Frau Beer ist eine Autorin, die mit neuen und unverbrauchten Ideen frischen Wind in das Genre bringt. Sie verleiht ihren Geschichten stets etwas noch nie Dagewesenes, was für eine ganz besondere Atmosphäre sorgt. Die Welt der Träume und ihre Macht, um die es in "Wenn die Nacht in Scherben fällt" geht, ist zwar ein Motiv, das man durchaus schon aus anderen Romanen kennt, aber Anika Beer hat mit ihrem Ideenreichtum wieder etwas völlig Neues daraus gezaubert. Sie schafft ihre eigene Welt nach ihren Regeln - und kann damit auf ganzer Linie überzeugen.

Nele ist alles andere als eine typische Protagonistin. Mit ihren blauen Haaren, den grünen und pinken Strähnen, dem außergewöhnlichen Kleidungsstil und dem Lippenpiercing entspricht sie nicht sonderlich dem Bild der klischeehaften scheuen Schönheit. Aber ihr Aussehen ist nicht das einzige Besondere an Nele, sie verfügt auch über eine sonderbare Gabe; eine Gabe, die nicht nur Vorteile mit sich bringt. Nele ist eine Klarträumerin, was sie dazu befähigt, ihre Träume selbst zu erschaffen und zu formen. Die kluge und aufgeschlossene Nele, die trotz ihres extravaganten Aussehens eher ernst und vorsichtig ist, ins zweifelsohne eine Protagonistin, die man gerne auf ihren Abenteuern begleitet.
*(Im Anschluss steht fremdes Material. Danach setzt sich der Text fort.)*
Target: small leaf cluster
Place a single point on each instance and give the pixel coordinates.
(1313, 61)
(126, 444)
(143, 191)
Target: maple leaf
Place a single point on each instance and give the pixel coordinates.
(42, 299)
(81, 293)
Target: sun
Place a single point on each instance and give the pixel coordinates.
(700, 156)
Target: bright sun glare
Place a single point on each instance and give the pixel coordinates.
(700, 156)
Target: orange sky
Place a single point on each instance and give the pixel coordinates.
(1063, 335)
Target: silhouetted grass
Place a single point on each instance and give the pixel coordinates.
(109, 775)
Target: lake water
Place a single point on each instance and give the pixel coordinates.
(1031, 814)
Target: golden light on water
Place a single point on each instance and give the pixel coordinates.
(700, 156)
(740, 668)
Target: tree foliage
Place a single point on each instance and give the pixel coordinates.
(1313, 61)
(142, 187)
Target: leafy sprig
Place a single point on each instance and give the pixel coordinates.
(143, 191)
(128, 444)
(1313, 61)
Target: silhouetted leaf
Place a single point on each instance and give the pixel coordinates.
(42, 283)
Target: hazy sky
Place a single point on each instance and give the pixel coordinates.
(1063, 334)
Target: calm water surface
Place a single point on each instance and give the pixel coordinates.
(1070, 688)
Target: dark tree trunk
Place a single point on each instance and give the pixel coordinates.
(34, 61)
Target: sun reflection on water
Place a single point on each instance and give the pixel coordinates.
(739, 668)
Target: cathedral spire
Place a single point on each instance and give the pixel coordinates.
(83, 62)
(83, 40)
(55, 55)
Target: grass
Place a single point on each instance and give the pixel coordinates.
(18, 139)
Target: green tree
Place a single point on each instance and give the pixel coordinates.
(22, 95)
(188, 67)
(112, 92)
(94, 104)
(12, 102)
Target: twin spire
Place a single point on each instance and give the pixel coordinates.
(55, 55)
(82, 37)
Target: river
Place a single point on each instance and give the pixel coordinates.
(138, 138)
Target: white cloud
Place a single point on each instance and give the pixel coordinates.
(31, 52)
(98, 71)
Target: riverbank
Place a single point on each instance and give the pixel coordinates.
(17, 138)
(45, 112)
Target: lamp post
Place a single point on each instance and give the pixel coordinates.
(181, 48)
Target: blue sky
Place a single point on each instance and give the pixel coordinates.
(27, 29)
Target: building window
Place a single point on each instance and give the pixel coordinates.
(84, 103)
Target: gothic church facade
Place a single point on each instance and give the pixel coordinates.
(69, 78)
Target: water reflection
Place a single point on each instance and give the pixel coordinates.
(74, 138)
Jari dagegen ist ein vollkommen verschlossener junger Mann, der seine Gedanken und Gefühle, vor allem aber seine Geschichte für sich behält. Lernt man ihn erst einmal kennen, wird auch schnell klar, warum. Durch Nele beginnt Jari jedoch aufzublühen, aus sich herauszukommen, was ihn mit der Zeit immer sympathischer macht. Jari ist eben einer dieser Charaktere, die man einfach mögen muss, auch wenn man ihn nicht auf Anhieb durchschauen kann. Nichtsdestotrotz hätte er ein wenig stärker in den Vordergrund gerückt werden können. Obwohl er ebenfalls eine wichtige Rolle spielt, hat Jari mich nicht so sehr überzeugen können wie Nele.

Seth, der egoistische Traumwächter, der sich nur um seine eigenen Angelegenheiten schert und ohne Rücksicht auf Verluste alles tun würde, um seinen Willen zu bekommen, spielt die dritte entscheidende Rolle und sorgt damit für jede Menge Chaos und Turbulenzen. Obwohl Seth ein Tunichtgut durch und durch ist, kann man ihm nie wirklich böse sein. Er ist ein charmanter Kerl, der ganz genau weiß, wie er jemanden um den Finger wickeln kann - und das sogar über die Seiten des Buches hinaus.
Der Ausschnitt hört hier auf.